Vague d’interpellations à l’UFDG : Quand la junte confond opposition politique et terrorisme d’État

Vague d’interpellations à l’UFDG : Quand la junte confond opposition politique et terrorisme d’État
En Guinée, la démocratie s’éteint chaque jour un peu plus. Ce jeudi, plusieurs militants et cadres de l’Union des Forces Démocratiques de Guinée (UFDG) ont été brutalement interpellés par les forces de sécurité. La raison officielle ? Aucune. Le motif réel ? Avoir osé s’opposer au régime militaire en place.

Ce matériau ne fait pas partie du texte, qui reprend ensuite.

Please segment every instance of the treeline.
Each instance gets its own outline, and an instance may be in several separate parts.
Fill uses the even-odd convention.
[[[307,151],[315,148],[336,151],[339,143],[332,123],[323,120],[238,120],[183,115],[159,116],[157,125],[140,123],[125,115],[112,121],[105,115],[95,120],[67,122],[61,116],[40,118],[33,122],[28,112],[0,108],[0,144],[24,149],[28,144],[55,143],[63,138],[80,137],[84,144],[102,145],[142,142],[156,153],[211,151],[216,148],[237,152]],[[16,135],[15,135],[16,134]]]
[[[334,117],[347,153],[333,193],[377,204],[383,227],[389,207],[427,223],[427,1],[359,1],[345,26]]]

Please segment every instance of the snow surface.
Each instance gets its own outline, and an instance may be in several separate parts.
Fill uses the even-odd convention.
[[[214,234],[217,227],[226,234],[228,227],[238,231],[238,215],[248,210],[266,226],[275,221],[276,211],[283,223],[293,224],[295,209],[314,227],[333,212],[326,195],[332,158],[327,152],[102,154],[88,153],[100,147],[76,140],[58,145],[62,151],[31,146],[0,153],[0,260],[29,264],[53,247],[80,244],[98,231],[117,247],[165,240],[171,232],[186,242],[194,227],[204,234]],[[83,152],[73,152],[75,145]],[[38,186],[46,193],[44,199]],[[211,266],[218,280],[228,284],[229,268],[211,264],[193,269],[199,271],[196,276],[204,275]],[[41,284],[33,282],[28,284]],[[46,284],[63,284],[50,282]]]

Face à cette nouvelle vague de répression, les avocats du parti dirigé par Cellou Dalein Diallo sont immédiatement montés au créneau. Dénonçant des arrestations arbitraires et politiquement motivées, ils mettent le doigt sur une évidence que le régime tente vainement de dissimuler : la criminalisation systématique de l’opposition en Guinée.
Arrestations arbitraires : un classique du régime
Ces interpellations ne sont ni isolées ni fortuites. Elles interviennent précisément au moment où le pouvoir s’apprête à annoncer officiellement la suspension de l’UFDG, après avoir déjà neutralisé le RPG et l’UFR. La stratégie est simple : décapiter l’opposition, museler ses voix les plus actives, et instaurer un climat de peur générale.
Les avocats du parti dénoncent clairement une instrumentalisation de la justice. « Ces arrestations sont politiques, abusives et injustifiées », ont-ils immédiatement réagi. Mais qui les écoute ? Certainement pas les juges, encore moins les autorités militaires, qui semblent avoir remplacé le droit par la matraque.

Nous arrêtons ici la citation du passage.